Let's first concentrate on a simpler problem: \[\color{darkred}y = \mathbf{round}(\color{darkred}x)\] In a MIP solver, we can reformulate this as: \[\begin{align} & \color{darkred}y - 0.5 \le \color{darkred}x \le \color{darkred}y + 0.5 \\ & \color{darkred}y \>\mathbf{integer} \end{align}\] or if you prefer \[\begin{align} & \color{darkred}x - 0.5 \le \color{darkred}y \le \color{darkred}x + 0.5 \\ & \color{darkred}y \>\mathbf{integer}\end{align}\]This says: \(\color{darkred}x\) and \(\color{darkred}y\) should be within a distance of 0.5 of each other. This approach has some ambiguity when the fractional part is 0.5. Resolving that ambiguity, e.g. by replacing one of the \(\le\) by a \(\lt\): \[\color{darkred}y - 0.5 \le \color{darkred}x \lt \color{darkred}y + 0.5 \] is in my opinion, not worthwhile: the absence of strict inequalities in optimization, the presence of floating point inaccuracies and feasibility tolerances make such an attempt largely futile. Sometimes I see people tinkering with \[\color{darkred}y - 0.5 \le \color{darkred}x \le \color{darkred}y + 0.5 - \color{darkblue}\varepsilon \] (so that \(n+0.5\) is rounded to \(n+1\)), but that requires some thinking about the value of \(\color{darkblue}\varepsilon\gt 0\) and also creates small holes in the domain of \(\color{darkred}x\). Another complication is that we need to define what happens when \(\color{darkred}x\lt 0\) (e.g. consider the rounding scheme "round away from 0"). Furthermore, I think it is better not to have some small tolerance (possibly within numerical noise) to dictate the optimal value of \(\color{darkred}y\): we may miss a better solution for no good reason. Again, I would not bother about all that and use my more ambiguous approach.

#### Rounding to two decimal places (MIP)

Using the above approach, we can use scaling to round to two decimal places. \[\begin{align} & \color{darkred}z - 0.5 \le 100 \color{darkred}x \le \color{darkred}z + 0.5 \\ & \color{darkred}y = \color{darkred}z/100 \\ & \color{darkred}z \>\mathbf{integer} \end{align}\]

#### Rounding to two decimal places (NLP)
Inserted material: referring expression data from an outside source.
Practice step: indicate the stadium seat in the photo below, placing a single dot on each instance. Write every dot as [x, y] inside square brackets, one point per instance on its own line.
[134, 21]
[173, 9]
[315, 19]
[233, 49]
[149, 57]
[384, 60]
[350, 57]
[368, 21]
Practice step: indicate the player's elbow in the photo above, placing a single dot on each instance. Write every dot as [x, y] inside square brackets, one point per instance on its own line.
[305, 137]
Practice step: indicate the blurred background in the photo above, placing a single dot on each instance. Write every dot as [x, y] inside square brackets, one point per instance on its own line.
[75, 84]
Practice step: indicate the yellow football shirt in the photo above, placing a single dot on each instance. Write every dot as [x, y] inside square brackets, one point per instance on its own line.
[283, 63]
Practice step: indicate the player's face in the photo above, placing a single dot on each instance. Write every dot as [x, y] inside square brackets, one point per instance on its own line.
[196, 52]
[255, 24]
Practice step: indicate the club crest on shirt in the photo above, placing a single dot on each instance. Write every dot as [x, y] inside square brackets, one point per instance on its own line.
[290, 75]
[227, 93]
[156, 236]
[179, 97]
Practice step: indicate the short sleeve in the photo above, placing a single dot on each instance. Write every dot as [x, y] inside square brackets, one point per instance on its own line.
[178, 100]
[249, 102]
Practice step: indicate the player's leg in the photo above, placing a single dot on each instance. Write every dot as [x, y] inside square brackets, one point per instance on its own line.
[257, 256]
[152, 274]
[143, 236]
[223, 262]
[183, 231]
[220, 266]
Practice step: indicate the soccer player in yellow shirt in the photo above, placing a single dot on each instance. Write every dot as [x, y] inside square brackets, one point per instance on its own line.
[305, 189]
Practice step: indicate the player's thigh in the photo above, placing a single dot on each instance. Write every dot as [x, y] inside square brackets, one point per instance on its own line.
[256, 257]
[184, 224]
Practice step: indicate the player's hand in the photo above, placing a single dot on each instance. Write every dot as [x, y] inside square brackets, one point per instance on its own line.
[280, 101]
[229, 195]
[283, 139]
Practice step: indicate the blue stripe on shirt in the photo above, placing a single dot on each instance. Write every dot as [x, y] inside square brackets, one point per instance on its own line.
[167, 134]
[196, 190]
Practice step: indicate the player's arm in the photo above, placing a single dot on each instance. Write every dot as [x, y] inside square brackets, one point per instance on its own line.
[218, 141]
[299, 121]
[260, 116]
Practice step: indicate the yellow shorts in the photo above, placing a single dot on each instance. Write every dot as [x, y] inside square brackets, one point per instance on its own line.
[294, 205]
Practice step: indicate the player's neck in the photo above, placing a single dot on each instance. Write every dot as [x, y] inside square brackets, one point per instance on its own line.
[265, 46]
In an NLP model, we could directly write \(\color{darkred}y = \mathbf{round}(\color{darkred}x,2)\) as a constraint. However, this is a dangerous idea: this function is discontinuous (and non-differentiable). Using this function directly may cause all kinds of problems. In GAMS, we are warned about this. The error message will tell us to use a DNLP model. (That is just the same as an NLP model but where these warnings are turned off). Using the MIP approach described above, we end up with a MINLP model. Note that most global NLP solvers are also MINLP solvers.